The book has proved popular with businesses.
I shouldn’t rag on directories but I’m in the mood to post something …
Recently I decided to add a few sites to some almost randomly selected directories.
My only criteria were quick and easy entry and relevant categories (with the latter proving the tougher of the two).
I couldn’t help but smile at the serious policies statements of these sometimes threadbare directories. Particularly: no MFA sites.
Clearly many of these general web directories were made for AdSense. Sure they are hoping some webmasters will pay for featured listings. But some are only charging a dollar. And they have AdSense code plastered all over their pages.
In this case the submitter is their content writer. By supplying site descriptions they are giving MediaBot words to read so that Google will display more than the PSAs that many of them were showing.
Excepting the directory creators who know what they are doing - e.g., pursuing tight niches - I wonder two years from now how many of these sites will have become parked domains.
One of my purposes here - if there’s any overall plan beyond solipsistic typing - is to confess my mistakes so that maybe others who make similar will know that they aren’t the only dopey webmaster.
My most recent one (admittedly that I’m aware of) was a beaut.
Now I wondered why traffic to a site suddenly spiked. Seemed to be lots of traffic from Google all of a sudden.

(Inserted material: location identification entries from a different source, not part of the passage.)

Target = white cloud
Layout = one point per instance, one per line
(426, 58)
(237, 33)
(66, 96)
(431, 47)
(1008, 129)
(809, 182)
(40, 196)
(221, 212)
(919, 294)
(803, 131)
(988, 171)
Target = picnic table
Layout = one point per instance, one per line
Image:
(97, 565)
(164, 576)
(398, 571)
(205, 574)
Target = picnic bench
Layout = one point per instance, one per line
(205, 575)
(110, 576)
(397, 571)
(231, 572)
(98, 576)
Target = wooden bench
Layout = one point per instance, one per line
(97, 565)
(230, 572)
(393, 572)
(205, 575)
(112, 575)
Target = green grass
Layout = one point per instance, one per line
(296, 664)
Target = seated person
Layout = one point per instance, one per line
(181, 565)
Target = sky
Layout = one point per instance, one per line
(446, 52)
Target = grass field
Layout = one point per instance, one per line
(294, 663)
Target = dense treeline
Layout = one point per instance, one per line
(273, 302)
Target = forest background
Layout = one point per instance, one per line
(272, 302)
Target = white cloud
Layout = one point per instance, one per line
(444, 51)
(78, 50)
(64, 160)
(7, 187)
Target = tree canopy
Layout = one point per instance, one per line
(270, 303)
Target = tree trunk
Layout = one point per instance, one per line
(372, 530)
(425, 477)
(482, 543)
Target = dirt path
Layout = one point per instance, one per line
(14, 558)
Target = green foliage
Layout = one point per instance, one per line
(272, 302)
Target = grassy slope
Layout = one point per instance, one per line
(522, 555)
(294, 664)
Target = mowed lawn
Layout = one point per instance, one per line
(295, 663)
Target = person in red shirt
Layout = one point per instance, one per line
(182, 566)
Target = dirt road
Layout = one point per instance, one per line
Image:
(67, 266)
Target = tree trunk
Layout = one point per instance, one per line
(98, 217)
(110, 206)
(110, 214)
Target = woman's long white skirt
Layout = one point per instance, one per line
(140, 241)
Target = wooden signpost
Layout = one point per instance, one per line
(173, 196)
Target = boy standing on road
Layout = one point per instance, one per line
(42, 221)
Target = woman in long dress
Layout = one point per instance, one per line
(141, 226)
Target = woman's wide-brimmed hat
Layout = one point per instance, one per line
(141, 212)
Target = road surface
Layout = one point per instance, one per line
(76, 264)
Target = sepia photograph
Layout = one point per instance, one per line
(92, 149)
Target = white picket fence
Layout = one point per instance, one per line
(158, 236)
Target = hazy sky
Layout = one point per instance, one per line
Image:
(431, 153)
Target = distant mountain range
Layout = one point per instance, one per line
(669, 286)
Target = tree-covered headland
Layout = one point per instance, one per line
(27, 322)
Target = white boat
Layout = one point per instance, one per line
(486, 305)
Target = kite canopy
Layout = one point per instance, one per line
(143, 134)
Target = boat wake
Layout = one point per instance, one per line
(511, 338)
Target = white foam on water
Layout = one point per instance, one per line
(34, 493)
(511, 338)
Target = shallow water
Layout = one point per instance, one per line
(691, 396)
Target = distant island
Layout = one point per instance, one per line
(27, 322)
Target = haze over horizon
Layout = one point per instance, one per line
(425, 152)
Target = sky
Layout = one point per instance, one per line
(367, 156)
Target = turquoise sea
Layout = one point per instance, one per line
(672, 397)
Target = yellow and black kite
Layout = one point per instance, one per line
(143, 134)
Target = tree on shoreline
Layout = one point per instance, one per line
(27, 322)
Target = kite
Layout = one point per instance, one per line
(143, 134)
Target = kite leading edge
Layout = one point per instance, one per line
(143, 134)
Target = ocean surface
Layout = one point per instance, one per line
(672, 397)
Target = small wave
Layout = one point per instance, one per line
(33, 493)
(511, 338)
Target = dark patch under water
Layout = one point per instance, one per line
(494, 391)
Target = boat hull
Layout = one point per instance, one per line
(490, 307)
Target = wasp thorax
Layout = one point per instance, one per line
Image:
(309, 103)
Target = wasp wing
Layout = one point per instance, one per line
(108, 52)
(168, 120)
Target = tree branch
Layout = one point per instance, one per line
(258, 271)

I didn’t wonder deeply: Google is as capricious a mistress as Wanda in Venus in Furs.
Nor did I notice that my 404s had similarly spiked.
Looking at the .htaccess on another site I saw that I’d really screwed up a redirect last week when I moved an old section of one site on to a domain of its own.
I’d pointed to the wrong domain. While they are similar in theme they don’t have the same pages, hence the 404s.
All I did was lose useful traffic and annoy a number of web surfers (who should be spared that at least until they get to the page they wanted to see).
This is among the more boneheaded mistakes I’ve made as a webmaster.